The invention provides a unique approach to handling interrupts. Interrupts are the basis for an operating systems (OS) to schedule different computer activities. The new technology will enable programmers to develop embedded applications that are both complex and also meet real-time requirements. The ability to meet both of these needs is critical for high-end multimedia and ATM-based communications applications.

"Before we created this architecture, design engineers could not economically write complex, embedded applications while still meeting real-time processing needs," said Inder M. Singh, President and CEO of Lynx Real-Time Systems, Inc. "Due in part to this patent, we're seeing many companies develop software more quickly and speed up time-to-market of increasingly robust applications by outsourcing their RTOS needs to LynxOS, an off-the-shelf operating system that incorporates this technology."

Growing needs for real-time and complex embedded applications

The price of 32-bit processors has decreased dramatically over the past 12-to-16 months, spawning a new growth in embedded applications, particularly in communications applications such as in network bridges and routers, digital telephone switches, multi-media systems, and highly graphical video-conferencing products. According to Hambrecht & Quist forecasts, unit sales of 32-bit microcontrollers will double annually until 1998, giving off-the-shelf real-time operating systems companies like Lynx Real-Time Systems excellent growth potential.

One stumbling block for many of these complex applications has been the need to meet "hard" real-time needs. Hard real-time refers to applications which, if not met consistently and reliably, result in lost productivity, profits, or in some cases, lives:

• Most anyone who has tried playing digital video has been victim of intermittent real-time failures, seriously damaging quality of service.
• Factories can lose tens of thousands of dollars when they experience relatively short system shut-downs based on automation programs whose complex, real-time applications fail to perform properly.
• Aerospace and automobile systems failures can be devastating, resulting in losses of millions of dollars and potentially, lost lives.

"In the past, it was very difficult—if not impossible—to build complex systems, make use of modern architectures and capabilities, and still retain real-time performance, without disabling certain devices within the computing system," said Mitchell Bunnell, Technical Founder at Lynx Real-Time Systems, Inc. and inventor of the patented technology. "The problem with the old technology was that it didn't take into account the extraordinary demands made by several interrupting devices, such as network devices on a single system."

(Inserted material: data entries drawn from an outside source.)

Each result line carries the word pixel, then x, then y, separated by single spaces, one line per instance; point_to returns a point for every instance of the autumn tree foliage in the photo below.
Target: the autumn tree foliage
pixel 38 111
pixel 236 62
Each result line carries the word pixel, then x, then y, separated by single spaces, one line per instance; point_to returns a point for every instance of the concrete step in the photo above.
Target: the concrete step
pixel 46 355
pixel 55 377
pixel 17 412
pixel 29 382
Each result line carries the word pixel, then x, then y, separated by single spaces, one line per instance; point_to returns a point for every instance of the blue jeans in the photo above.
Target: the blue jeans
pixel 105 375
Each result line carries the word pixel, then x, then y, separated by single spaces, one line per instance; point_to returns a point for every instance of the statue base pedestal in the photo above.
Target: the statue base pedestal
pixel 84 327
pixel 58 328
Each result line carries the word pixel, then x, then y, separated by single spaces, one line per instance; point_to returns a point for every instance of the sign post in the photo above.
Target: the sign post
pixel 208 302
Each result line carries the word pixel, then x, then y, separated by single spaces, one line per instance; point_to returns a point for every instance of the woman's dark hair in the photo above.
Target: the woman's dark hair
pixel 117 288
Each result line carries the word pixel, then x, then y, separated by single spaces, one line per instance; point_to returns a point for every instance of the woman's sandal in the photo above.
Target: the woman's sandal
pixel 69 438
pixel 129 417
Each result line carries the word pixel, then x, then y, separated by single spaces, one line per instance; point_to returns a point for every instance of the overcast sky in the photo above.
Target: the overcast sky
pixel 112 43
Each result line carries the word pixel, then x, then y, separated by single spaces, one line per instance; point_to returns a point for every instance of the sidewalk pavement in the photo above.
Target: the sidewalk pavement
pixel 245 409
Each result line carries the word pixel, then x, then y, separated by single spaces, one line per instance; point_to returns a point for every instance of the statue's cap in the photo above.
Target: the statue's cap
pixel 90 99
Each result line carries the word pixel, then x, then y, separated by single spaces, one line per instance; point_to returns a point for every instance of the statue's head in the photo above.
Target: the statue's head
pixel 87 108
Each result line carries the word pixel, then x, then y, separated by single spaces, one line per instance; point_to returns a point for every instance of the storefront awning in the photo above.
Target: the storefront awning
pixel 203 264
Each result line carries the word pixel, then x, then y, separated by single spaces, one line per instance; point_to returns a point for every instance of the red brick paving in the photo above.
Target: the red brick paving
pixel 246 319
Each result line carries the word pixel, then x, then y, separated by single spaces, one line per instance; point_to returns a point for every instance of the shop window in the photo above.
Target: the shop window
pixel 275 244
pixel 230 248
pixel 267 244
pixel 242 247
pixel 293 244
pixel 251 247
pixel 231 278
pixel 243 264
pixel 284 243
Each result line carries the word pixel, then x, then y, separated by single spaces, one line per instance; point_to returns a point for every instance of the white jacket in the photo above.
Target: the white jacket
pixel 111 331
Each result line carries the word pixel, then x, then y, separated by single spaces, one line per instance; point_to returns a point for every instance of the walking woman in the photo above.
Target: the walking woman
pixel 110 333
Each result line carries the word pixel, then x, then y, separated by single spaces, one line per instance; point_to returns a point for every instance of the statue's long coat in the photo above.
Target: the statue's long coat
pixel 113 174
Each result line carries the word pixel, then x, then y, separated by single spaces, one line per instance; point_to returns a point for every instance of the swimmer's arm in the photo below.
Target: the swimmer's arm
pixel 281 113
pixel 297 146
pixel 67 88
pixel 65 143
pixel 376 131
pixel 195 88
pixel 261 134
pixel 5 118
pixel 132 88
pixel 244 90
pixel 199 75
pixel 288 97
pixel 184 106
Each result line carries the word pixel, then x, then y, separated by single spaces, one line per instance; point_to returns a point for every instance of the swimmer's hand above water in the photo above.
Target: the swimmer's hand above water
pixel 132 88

What it does, and how it works

The patented invention is generally related to interrupt handling control. Following is a brief explanation of what interrupts are, how they have been dealt with in the past and the problems with traditional methods, and finally how this patented technology solves those problems.

All modern CPUs allow external devices (usually I/O devices) to suspend the current program sequence in order to execute a special sequence of instructions to "handle" the device.

This request to change the execution sequence is called an interrupt. The special sequence of code written to execute when an interrupt occurs is the interrupt handler. Traditionally, interrupt handlers execute to completion unless preempted by a higher priority interrupt. If any device is requesting an interrupt, the CPU will execute an interrupt handler. User programs are not usually directly involved with interrupts. That is a job left up to the operating system.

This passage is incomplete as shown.